July 19, 2017

MARATHON — Establishing a preliminary property tax rate for the coming year, addressing the impacts on modifications to a centrifuge plant on Coco Plum and pursuing a community pool were among the items discussed during a four-hour Marathon City Council meeting July 11.

Based on the finance director’s recommendation and the city’s goals, the council set the tentative 2017-18 tax rate slightly higher than the current year, resulting in a $27 increase for the owner of a home valued at $300,000 if the council does not lower the tax rate in the coming months.

The tax rate of $259 per $100,000 of assessed property value can be lowered between now and final approval on Sept. 26, but not raised.

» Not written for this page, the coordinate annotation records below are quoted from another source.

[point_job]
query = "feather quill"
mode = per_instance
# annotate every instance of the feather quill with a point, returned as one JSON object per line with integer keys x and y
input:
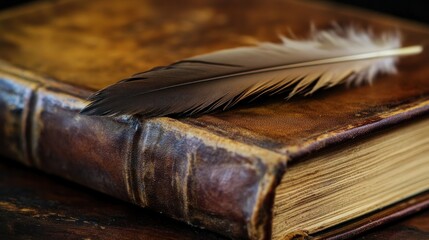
{"x": 221, "y": 79}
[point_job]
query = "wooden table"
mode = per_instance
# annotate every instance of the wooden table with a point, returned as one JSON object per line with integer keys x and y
{"x": 35, "y": 205}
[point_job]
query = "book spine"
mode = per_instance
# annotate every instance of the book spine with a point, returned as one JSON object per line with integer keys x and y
{"x": 185, "y": 172}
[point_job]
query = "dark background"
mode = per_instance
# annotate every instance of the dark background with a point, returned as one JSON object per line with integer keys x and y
{"x": 410, "y": 9}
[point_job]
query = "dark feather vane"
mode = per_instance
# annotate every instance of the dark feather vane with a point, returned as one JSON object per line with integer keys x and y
{"x": 221, "y": 79}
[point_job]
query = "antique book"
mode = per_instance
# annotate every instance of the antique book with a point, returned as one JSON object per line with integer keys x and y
{"x": 34, "y": 205}
{"x": 327, "y": 166}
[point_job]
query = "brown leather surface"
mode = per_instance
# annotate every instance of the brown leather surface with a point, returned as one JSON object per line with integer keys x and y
{"x": 36, "y": 206}
{"x": 94, "y": 43}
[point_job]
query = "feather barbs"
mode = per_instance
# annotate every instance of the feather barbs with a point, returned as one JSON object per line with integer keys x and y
{"x": 221, "y": 79}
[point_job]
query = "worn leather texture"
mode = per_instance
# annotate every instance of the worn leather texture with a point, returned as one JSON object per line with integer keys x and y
{"x": 56, "y": 53}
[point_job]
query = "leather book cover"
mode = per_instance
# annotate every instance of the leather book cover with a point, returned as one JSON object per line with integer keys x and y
{"x": 55, "y": 54}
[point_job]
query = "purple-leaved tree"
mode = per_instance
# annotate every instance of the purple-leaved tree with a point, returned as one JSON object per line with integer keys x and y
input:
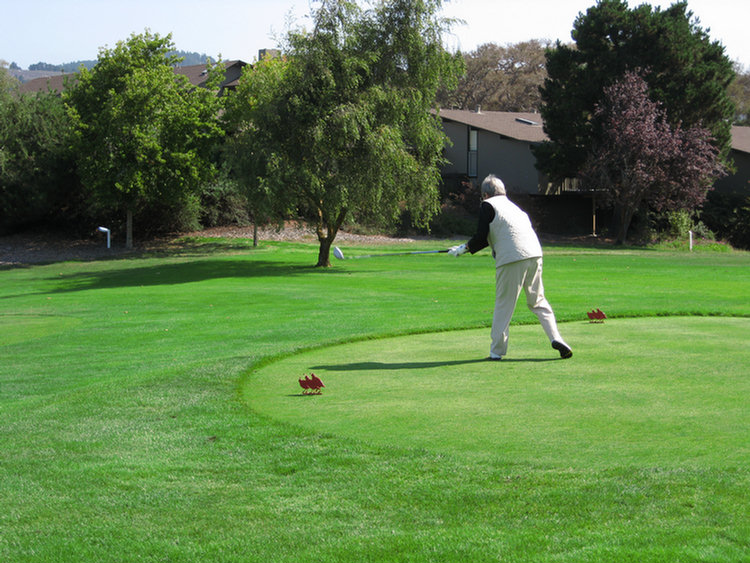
{"x": 639, "y": 158}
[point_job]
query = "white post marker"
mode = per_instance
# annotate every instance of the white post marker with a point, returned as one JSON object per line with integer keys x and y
{"x": 104, "y": 230}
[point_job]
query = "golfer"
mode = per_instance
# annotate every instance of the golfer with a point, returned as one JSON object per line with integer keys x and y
{"x": 518, "y": 265}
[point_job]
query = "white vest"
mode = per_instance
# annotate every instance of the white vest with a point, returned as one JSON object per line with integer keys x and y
{"x": 511, "y": 236}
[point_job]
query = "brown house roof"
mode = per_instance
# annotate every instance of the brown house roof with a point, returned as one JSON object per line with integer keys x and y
{"x": 197, "y": 73}
{"x": 528, "y": 126}
{"x": 515, "y": 125}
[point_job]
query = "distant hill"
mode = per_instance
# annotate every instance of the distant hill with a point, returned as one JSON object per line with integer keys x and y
{"x": 42, "y": 69}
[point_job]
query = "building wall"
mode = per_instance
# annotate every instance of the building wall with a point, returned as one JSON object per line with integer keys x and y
{"x": 510, "y": 160}
{"x": 740, "y": 180}
{"x": 456, "y": 154}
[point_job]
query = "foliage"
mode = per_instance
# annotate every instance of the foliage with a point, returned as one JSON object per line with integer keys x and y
{"x": 501, "y": 78}
{"x": 689, "y": 75}
{"x": 223, "y": 203}
{"x": 739, "y": 92}
{"x": 144, "y": 133}
{"x": 638, "y": 157}
{"x": 250, "y": 120}
{"x": 347, "y": 126}
{"x": 36, "y": 163}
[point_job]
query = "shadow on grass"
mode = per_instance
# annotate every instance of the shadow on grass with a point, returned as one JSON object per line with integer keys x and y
{"x": 366, "y": 366}
{"x": 179, "y": 273}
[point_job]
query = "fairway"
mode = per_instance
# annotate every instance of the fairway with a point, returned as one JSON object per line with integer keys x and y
{"x": 638, "y": 392}
{"x": 152, "y": 412}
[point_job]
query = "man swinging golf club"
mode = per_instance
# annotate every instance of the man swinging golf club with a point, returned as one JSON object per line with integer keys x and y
{"x": 518, "y": 265}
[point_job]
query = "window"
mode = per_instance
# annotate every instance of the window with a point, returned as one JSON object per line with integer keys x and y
{"x": 473, "y": 153}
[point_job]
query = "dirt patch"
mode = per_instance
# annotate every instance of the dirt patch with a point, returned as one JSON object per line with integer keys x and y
{"x": 43, "y": 248}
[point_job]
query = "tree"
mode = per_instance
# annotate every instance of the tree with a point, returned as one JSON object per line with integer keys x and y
{"x": 144, "y": 133}
{"x": 248, "y": 157}
{"x": 639, "y": 157}
{"x": 348, "y": 132}
{"x": 501, "y": 78}
{"x": 739, "y": 91}
{"x": 689, "y": 74}
{"x": 35, "y": 157}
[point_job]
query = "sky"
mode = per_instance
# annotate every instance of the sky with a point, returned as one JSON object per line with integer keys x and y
{"x": 61, "y": 31}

The current millage rate is $250 per $100,000 of assessed property value.

The proposed $17.8 million budget increases reserve funds to almost the six-month mark to be used in case of emergencies such as hurricanes and gives staff raises while giving residents better service, Mayor Dan Zieg said. It also accomplishes building projects such as the maintenance building, he noted.

Among the reductions in costs staff pursued was due to putting out for bid the city’s general insurance and wind insurance needs in May, and getting more coverage for less money in one of the three responsive bids.

City Manager Chuck Lindsey said pursuing insurance rate bids had not been done for a while, and together the cost was about $471,000 per year. However, Public Risk Insurance Agency recently offered a rate of $405,000 while increasing wind coverage to $15 million. The city further reduced its property deductible from $5,000 to $1,000 and its liability from $1,000 to zero. Since 2003, the city had not shopped insurance rates, and Lindsey said he recommended going out for insurance bids every three years.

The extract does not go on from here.